5. Create a front-end that expose the model predictions 🌐

Intro

  • We need a website that the user could use to choose the desired bike and receive the suggestions
  • The website must use the API exposed by the back-end
    • However, for this reason, the FE need to show some kind of “wait disclaimer” while Heroku wake up the App
    • The FE should also provide succinctly the list of bikes that the user could choose from
      • We will build an autocomplete text field using the amazing autoComplete.js framework
  • We will create a static website with HTML, CSS & JS
  • The website is then hosted for free on GitHub Pages

Prerequisites

  • The Garrascobike back-end up and running online
  • The URL of the back-end
  • live-server program to run the website locally - npm

How to

  • 👨‍💻Code to use hosted on Github: https://github.com/pistocop/garrascobike-fe
  • Steps to set up a new front-end
    • Fork the project
    • Replace this line with your back-end URL
    • Commit the changes
    • Follow this guide to enable the GitHub pages service on your repository (note: the repo must be public!)
    • Follow the link generated by the GitHub interface
    • Enjoy your new front-end!

Outcome

Garrascobike-fe banner of “wait heroku woke up the back-end”

Garrascobike-fe banner of “wait heroku woke up the back-end”

Garrascobike-fe main page

Garrascobike-fe main page

Garrascobike-fe example of a suggestion request, with placeholder images for each bike predicted

Garrascobike-fe example of a suggestion request, with placeholder images for each bike predicted

🎌 Other languages

  • All the project is built and work for English Subreddits
  • Other languages could be supported, the only section that requires a change is the spacy model in the https://github.com/pistocop/garrascobike-core entities extraction task
    • Spacy transformers models of different languages could be found here: language support

💭 Final Thoughts

We have just seen how to build a recommendation system from the scraping process to a WebApp.

All the data are scraped from Reddit and processed with unsupervised ML models (Spacy), using the Google Colab platform. This has saved us a lot of work and supplied a straightforward path that could be automatized also.

Finally, a back-end free hosted on Heruko and a front-end free hosted on GitHub pages complete the project thanks to a web app page.

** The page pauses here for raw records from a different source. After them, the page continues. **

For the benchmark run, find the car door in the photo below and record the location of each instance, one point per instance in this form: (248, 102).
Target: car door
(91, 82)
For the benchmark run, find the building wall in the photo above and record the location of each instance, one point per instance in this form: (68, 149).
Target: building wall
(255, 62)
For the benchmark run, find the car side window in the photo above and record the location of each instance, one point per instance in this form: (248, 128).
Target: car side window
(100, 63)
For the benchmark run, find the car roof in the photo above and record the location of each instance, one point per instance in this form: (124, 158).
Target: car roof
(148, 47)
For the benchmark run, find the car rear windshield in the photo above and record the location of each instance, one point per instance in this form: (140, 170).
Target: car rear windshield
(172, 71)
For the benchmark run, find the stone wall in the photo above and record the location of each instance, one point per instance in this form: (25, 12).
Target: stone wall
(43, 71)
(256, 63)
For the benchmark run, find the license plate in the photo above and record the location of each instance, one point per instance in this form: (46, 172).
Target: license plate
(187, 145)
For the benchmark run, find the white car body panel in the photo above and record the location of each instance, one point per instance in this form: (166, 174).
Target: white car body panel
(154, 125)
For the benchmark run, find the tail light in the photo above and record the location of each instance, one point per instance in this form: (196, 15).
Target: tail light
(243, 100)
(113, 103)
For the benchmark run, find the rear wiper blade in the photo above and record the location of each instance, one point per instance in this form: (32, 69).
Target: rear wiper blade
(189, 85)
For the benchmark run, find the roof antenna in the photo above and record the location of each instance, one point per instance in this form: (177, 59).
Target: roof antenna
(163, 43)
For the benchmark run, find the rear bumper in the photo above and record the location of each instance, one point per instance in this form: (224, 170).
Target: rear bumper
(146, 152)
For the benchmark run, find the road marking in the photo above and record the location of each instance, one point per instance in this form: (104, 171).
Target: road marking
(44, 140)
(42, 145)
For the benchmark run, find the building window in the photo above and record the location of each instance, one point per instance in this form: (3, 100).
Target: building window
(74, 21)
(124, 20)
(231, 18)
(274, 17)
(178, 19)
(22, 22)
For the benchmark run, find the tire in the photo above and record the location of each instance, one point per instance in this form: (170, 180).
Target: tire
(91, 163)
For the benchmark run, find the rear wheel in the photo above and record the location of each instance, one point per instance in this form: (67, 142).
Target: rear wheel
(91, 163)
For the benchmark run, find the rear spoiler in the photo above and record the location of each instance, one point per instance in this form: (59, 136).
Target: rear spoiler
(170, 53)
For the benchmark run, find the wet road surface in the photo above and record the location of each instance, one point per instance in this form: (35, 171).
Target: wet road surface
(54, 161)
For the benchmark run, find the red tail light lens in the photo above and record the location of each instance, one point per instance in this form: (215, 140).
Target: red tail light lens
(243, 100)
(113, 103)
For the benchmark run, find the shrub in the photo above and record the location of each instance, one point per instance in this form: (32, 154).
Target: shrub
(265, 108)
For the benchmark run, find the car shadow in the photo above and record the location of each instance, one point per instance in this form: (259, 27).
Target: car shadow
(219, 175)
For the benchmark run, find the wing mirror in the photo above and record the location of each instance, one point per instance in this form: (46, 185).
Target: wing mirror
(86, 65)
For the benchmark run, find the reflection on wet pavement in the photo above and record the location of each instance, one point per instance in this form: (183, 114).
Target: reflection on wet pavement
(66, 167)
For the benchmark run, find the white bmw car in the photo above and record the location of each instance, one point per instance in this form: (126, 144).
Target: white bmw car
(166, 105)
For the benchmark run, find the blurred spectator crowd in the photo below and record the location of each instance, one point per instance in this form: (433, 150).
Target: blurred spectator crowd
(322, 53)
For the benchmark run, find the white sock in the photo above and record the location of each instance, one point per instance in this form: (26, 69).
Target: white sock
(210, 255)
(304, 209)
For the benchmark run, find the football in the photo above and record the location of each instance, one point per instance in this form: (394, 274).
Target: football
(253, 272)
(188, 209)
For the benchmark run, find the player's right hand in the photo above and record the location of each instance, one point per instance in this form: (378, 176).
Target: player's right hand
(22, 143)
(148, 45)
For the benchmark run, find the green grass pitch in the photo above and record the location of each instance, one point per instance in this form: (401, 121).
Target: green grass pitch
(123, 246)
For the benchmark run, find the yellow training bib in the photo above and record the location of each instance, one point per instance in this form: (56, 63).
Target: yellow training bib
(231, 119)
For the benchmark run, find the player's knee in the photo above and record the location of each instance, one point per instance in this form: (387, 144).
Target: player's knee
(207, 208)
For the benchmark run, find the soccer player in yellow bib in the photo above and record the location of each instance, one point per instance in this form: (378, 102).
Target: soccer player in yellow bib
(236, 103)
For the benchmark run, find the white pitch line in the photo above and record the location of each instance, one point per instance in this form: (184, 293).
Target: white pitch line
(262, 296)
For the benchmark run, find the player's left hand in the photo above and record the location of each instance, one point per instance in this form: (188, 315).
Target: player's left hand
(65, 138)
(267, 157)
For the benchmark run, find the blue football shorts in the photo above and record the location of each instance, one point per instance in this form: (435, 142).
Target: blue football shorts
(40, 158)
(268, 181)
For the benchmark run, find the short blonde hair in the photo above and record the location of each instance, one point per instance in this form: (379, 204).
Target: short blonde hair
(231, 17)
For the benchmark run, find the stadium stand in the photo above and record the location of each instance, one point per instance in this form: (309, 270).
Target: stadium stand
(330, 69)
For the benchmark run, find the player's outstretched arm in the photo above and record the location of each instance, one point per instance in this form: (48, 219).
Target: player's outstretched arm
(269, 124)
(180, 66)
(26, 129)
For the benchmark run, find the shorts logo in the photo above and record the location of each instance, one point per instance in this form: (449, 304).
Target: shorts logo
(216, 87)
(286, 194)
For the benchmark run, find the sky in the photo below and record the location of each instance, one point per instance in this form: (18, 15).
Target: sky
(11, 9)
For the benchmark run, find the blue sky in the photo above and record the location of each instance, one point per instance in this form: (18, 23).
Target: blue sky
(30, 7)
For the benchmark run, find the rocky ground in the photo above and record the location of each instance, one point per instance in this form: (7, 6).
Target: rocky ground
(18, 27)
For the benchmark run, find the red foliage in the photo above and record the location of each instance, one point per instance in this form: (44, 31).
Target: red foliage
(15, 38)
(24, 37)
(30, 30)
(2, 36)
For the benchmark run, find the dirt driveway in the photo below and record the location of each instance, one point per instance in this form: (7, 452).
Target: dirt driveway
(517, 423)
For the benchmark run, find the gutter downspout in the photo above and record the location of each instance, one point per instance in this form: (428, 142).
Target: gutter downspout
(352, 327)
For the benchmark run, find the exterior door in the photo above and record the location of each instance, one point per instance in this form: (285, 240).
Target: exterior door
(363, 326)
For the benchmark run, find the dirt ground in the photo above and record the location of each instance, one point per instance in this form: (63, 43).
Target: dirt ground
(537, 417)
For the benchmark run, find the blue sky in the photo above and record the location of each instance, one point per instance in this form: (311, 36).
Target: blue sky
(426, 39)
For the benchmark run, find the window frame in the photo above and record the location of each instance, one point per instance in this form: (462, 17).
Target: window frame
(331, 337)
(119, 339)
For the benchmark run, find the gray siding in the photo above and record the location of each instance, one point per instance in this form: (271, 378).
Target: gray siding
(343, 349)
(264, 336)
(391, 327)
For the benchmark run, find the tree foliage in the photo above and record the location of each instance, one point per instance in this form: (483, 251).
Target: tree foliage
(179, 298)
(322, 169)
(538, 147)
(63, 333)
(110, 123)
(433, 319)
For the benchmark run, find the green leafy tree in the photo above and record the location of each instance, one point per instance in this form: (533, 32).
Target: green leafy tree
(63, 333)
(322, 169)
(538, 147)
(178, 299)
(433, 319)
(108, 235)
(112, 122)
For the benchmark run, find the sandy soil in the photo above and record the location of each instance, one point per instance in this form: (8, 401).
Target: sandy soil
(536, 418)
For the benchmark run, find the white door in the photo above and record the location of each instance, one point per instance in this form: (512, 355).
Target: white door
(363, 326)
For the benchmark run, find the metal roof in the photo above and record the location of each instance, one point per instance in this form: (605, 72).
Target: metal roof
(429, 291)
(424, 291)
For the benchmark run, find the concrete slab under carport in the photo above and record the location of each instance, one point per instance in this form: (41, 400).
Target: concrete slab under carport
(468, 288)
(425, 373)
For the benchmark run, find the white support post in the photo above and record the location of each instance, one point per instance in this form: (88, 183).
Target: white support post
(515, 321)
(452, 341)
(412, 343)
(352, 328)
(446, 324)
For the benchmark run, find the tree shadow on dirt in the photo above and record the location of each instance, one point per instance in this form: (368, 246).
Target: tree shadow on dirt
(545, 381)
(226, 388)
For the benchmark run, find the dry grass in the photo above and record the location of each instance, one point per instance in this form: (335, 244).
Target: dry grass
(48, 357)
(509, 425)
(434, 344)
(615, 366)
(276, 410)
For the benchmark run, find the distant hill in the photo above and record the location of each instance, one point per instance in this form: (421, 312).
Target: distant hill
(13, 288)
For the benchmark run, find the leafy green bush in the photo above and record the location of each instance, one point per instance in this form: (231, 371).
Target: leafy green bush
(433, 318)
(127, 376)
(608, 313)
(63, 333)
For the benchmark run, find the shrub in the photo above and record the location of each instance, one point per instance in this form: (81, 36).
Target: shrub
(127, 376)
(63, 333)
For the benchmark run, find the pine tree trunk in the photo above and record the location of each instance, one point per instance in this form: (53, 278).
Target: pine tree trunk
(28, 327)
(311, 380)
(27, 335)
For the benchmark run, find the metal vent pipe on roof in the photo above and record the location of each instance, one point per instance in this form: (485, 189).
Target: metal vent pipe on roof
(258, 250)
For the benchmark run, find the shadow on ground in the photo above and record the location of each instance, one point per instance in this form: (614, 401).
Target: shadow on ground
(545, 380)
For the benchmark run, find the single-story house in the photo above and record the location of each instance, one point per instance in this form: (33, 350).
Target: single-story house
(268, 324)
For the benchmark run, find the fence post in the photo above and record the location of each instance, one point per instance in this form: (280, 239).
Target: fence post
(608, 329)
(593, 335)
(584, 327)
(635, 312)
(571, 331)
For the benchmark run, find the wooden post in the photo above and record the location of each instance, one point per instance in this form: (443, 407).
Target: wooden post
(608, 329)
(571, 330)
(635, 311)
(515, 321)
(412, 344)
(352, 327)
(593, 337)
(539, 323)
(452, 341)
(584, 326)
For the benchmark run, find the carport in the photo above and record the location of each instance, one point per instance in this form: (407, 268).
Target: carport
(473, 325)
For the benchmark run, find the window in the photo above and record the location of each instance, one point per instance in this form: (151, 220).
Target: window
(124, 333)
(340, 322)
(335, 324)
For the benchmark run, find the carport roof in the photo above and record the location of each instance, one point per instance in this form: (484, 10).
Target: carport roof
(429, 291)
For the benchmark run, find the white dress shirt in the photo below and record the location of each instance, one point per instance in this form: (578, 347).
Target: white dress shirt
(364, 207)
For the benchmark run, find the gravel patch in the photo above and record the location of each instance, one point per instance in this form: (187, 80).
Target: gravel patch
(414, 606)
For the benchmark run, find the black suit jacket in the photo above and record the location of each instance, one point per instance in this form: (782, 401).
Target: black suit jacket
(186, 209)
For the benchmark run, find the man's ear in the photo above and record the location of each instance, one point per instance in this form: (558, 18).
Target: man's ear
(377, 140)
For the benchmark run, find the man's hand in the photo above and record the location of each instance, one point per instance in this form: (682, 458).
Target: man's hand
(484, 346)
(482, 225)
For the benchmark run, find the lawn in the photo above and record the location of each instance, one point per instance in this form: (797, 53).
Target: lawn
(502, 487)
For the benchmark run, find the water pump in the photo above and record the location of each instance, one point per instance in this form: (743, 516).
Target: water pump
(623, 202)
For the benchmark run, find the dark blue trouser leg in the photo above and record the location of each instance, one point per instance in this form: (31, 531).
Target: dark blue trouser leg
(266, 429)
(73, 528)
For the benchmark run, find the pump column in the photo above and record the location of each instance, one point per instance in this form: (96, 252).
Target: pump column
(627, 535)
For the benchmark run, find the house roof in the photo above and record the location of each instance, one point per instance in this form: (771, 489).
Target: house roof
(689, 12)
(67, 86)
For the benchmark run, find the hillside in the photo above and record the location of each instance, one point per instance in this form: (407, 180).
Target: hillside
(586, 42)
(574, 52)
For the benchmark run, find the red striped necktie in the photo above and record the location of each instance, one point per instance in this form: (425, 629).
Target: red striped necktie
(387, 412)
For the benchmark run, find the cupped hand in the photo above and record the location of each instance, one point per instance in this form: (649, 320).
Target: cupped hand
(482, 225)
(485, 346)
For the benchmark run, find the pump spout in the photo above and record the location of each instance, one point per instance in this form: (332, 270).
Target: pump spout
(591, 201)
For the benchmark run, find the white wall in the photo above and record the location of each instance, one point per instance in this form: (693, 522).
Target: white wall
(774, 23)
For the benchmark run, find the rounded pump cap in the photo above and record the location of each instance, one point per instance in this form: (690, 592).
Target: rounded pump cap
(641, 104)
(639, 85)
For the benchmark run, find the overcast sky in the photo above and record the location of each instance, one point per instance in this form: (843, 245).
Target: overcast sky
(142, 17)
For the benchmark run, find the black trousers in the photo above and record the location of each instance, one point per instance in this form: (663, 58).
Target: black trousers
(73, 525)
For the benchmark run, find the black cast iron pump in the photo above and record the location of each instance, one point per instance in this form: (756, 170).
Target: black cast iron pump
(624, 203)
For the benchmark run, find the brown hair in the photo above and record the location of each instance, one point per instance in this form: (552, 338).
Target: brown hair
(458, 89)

From here, a lot of work could be done to refine each of the components, e.g. if we want to move from a POC project like this to production and more serious system we should:

  • Filter and remove all the entities extracted that aren’t bikes
  • Scrape and process more data
  • Build and test different parameters or families for the recommendation system

As final, I want to say that it was nice to build this project, I haven’t experience with the front-end world and the simple website is made after following theodinproject.com free course.

And now, after completing every component and the website is up and running, I must admit that I feel satisfied, hope you’ve enjoyed the journey!